Warning to British Library readers
From today all British Library reading rooms (not just rare books) are pencil-only. Pens are absolutely verboten. And the pencils in the shop cost 60p! each. (So it is worth remembering to BYO.)
I can see the argument - there was a woman prosecuted for persistently causing lots of damage last year, and no doubt they get the odd absent-minded doodle - but it is a real pain.
Working for a while in rare books - and trying to read my notes later - made me value Mr Bic a whole lot more.
1 Comments:
Yes, pens make more legible notes than pencils, but the payoff for requiring pencil use is more important: less defacing, intentional or otherwise--no persistent Biro smears or Osmiroid blots. Years ago as a grad student I broke myself to the discipline of using pencils and figured out that the combination of a #2 or softer pencil plus bristol-board note cards would priduce usable notes.
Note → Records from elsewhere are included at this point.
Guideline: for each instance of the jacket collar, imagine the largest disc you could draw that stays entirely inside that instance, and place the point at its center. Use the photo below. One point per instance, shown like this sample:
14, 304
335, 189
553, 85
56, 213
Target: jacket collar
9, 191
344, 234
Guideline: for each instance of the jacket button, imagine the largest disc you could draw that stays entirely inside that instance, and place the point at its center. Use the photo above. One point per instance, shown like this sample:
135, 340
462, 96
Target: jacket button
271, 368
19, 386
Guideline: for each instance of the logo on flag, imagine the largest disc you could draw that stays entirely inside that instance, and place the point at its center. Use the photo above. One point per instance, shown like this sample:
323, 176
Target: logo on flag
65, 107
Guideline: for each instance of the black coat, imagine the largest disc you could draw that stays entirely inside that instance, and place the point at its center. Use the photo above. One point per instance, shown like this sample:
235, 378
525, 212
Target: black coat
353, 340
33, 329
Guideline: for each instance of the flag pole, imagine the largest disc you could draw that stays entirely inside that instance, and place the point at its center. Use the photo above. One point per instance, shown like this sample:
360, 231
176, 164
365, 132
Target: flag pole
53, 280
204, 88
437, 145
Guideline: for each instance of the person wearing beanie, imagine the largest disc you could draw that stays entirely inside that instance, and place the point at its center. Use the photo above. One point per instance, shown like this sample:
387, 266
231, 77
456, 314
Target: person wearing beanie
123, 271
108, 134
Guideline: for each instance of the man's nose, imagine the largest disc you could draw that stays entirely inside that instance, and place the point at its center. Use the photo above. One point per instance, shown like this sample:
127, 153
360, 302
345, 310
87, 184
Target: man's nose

Once, as an experiment, I tried the preservation technique employed by composer/chemistry prof Alexander Borodine: he wrote his scores in pencil, then dipped the sheets in gelatine as a fixative. Messy, to say the least.
Ironically, in light of my kvetching about having to use pencils I ended up becoming an archivist--now that the shoe's on the other foot I'm polite but firm in enforcing this practice.